Interstate travel in Australia is still a gamble, so we explored a new corner of Victoria instead, this small holiday and fishing town near the border with New South Wales.
It’s a nearly six-hour car ride from Melbourne to Mallacoota, so we thought we’d best break up the trip with an overnight stay on the way. East Gippsland had suffered horribly in the devastation of the 2019-20 Victorian bushfires, and I’ll always remember the road to Mallacoota for the eerie, endless sight of blackened trees with dead branches and brand new green growth.
Our accommodation was a house in Gypsy Point, a tiny spot on the peaceful and picturesque bank of Mallacoota Inlet with non-existent mobile phone reception, which you could take as either a good or bad thing. It does make you feel uncomfortably aware of just how dependent you are on your phone. It’s also been a while since I found myself in a car driving through the sheer pitch black of the countryside, where the only thing you see is literally whatever your car lights happen to illuminate. In the light of day, the lodge restaurant we went out to for dinner was ridiculously close; not so on the moonless night with zero street lights!
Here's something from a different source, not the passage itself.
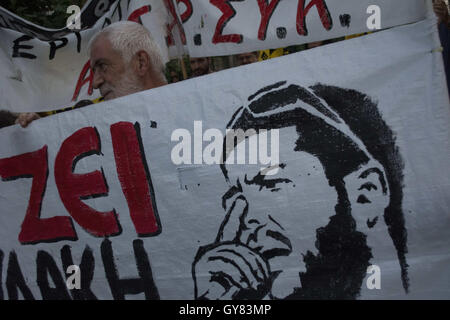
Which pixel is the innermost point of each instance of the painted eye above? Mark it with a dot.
(363, 199)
On the first evening in town, we got caught in the kind of ferocious biblical rain that drenches you through in a matter of five seconds. The dramatic sky right before and after was a sight though.
If you’re completely uninterested in camping, nature, hikes, fishing or water activities, there’s not much else to do in Mallacoota, but if you’re enthusiastic about some of these – especially fishing – it’s a fantastic destination. We had a great time doing beach and coastal walks, and getting out on the water in kayaks for a couple of hours.
And… for the first time in twenty-five years in Australia, I finally spotted the elusive lyrebird! We got a nice view of its magnificent tail before it disappeared into the bush.